February 26, 2012

Notley: Internalizing Vowels

Alice Notley madness (in the best sense of the word) is now over. And I'm having a bit of separation anxiety. Her lecture on The Descent of Alette was charged. She revealed she got an owl tattoo on her shoulder for her 60th birthday. She is Alette. She is not Alette. And started off the talk with "A dream is a fact." And yes, it is a fact in that it happened. But it is not an easily recorded fact in that the dream does not unfold in time and space in the way most of us experience other facts. When writing many of the sections, she closed her eyes and then used the "initiating image" that came to mind. She said of the quotations that "white space by itself was just not enough." The quotes added that extra space needed in order to slow down the reading of the text, in order to capture the "sound events." The "measure was a thinking tool," which I'm still trying to wrap my mind around, and she internalized the long and short vowels as a means of writing the lines. Of the feminist experience she noted, "I don't need to read about it, but I need to write about it."

What you might not know about Notley is that she has a terrific sense of humor. She said that Leslie Scalapino hated the poem, and Barrett Watten "could hear the quotation marks." Over meals she revealed lots of dirt about JKS. At one point, she said, I think I know why I am telling you all these secrets...you're the director and you need to know these things to understand the past.

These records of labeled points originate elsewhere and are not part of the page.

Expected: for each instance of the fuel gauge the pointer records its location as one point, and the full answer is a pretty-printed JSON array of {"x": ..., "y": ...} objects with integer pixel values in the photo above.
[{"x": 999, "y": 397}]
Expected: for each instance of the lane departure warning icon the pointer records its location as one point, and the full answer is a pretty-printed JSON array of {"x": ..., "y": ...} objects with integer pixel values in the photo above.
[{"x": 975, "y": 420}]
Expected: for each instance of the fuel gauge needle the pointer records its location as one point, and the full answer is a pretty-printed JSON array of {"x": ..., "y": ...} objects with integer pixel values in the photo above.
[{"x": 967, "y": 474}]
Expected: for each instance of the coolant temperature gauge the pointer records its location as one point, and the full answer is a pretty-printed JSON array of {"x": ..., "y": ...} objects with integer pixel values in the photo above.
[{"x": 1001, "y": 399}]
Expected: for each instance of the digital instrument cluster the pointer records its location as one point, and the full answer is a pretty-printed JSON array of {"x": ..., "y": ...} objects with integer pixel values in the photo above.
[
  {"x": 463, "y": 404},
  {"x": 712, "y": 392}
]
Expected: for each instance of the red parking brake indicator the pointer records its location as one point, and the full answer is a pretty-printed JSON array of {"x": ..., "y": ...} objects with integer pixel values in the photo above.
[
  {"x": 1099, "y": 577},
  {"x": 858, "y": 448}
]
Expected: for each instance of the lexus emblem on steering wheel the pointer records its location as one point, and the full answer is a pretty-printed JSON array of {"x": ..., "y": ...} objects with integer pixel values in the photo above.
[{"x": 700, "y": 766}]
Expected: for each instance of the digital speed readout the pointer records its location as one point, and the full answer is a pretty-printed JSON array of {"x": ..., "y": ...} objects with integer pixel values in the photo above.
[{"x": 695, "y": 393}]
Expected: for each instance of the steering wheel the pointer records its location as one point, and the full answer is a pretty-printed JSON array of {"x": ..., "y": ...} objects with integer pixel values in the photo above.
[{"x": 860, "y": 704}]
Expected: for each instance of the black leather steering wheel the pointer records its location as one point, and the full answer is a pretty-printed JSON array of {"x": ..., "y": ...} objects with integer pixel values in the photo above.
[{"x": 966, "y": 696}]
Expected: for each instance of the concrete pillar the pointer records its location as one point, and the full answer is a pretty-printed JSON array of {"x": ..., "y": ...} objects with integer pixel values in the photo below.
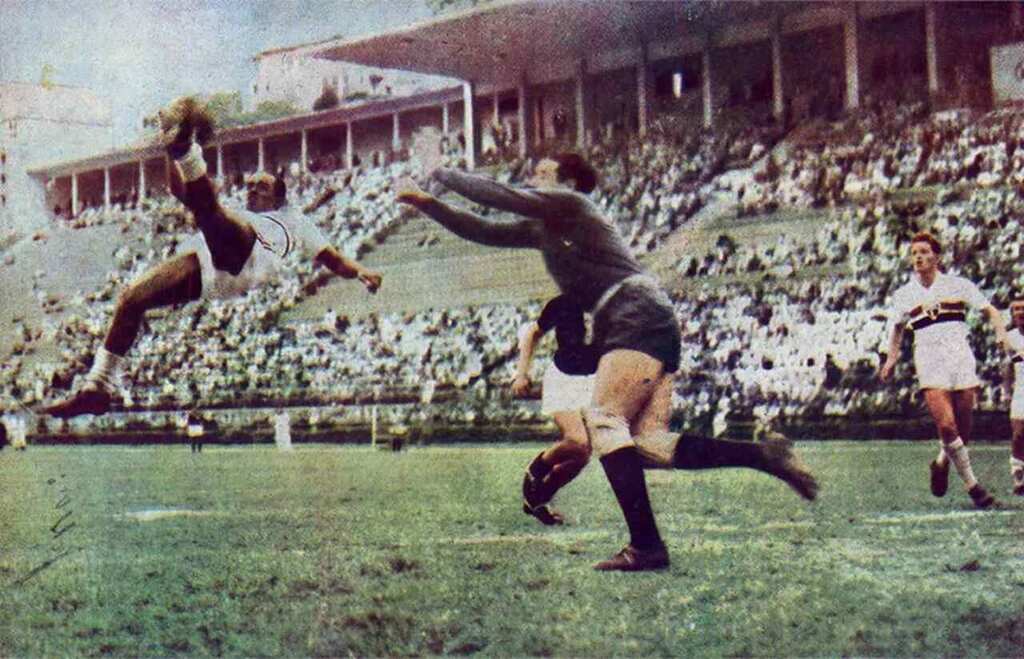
[
  {"x": 538, "y": 121},
  {"x": 469, "y": 124},
  {"x": 931, "y": 48},
  {"x": 522, "y": 117},
  {"x": 349, "y": 154},
  {"x": 644, "y": 92},
  {"x": 395, "y": 133},
  {"x": 581, "y": 104},
  {"x": 304, "y": 159},
  {"x": 778, "y": 95},
  {"x": 706, "y": 87},
  {"x": 852, "y": 56}
]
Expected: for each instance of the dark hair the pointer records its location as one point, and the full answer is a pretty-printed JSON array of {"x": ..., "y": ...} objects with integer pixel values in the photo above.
[
  {"x": 925, "y": 236},
  {"x": 574, "y": 167}
]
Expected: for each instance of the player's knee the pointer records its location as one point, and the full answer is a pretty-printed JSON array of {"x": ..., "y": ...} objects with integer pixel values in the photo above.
[
  {"x": 606, "y": 432},
  {"x": 577, "y": 448},
  {"x": 657, "y": 448},
  {"x": 947, "y": 432}
]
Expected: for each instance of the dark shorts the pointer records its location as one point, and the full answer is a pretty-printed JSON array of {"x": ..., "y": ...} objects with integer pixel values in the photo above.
[{"x": 640, "y": 317}]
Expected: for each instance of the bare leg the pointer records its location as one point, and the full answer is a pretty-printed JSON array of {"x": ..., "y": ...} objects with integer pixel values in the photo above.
[
  {"x": 625, "y": 383},
  {"x": 1017, "y": 455},
  {"x": 662, "y": 448},
  {"x": 174, "y": 281},
  {"x": 555, "y": 468},
  {"x": 940, "y": 404}
]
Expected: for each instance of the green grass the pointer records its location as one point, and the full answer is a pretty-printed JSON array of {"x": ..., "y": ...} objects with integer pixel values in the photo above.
[{"x": 341, "y": 551}]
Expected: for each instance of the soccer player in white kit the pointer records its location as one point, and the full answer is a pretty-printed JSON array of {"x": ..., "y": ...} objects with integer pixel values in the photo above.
[
  {"x": 934, "y": 306},
  {"x": 235, "y": 252},
  {"x": 1015, "y": 383}
]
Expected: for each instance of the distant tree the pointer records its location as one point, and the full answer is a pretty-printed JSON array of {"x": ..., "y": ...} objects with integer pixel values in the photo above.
[
  {"x": 327, "y": 100},
  {"x": 223, "y": 105},
  {"x": 266, "y": 111}
]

I interviewed her about Culture of One. We discussed language, borders, and the multiplicity of the self. The book is a "codex...about identity," bricolaging the diverse objects/emotions/ideas/and characters in the text. It forwards that identity is not fixed: there is movement in a "monoculture"; there is fluidity and expansiveness.

At her poetry chat, I was most struck by these comments:

  • You can't just heal yourself, you have to heal others, too. What good is it to heal just you.
  • The longer Douglas Oliver was in France, the more foreign it became to him.
  • I started to feel like I didn't belong anywhere (on writing The Descent of Alette).
  • I'm not interested in writing the same style again and again.
  • Chick on acid, chick on acid, chick freaked out on acid (you had to be there, but it was within the context of Jimi Hendrix playing his guitar).
  • Songs distort language. Her example, the Kinks: "Girl, I want to be with you all of THE time. All day and all of the night."
  • Poetry is reality.

On Friday, she read from her latest books and "Two of Swords": for which a limited edition broadside was created by Instructor Julia Seko and the JKS students. Read more about it by one of the Bombay Ginners here. And there are still a couple left. Let me know if you'd like to buy one!

It was a full week of poetry. An intense and expansive opening for JKS community minds. And when I asked her how bricolage, collage, or theft influenced her work, she replied: Theft...it's how you learn, isn't it.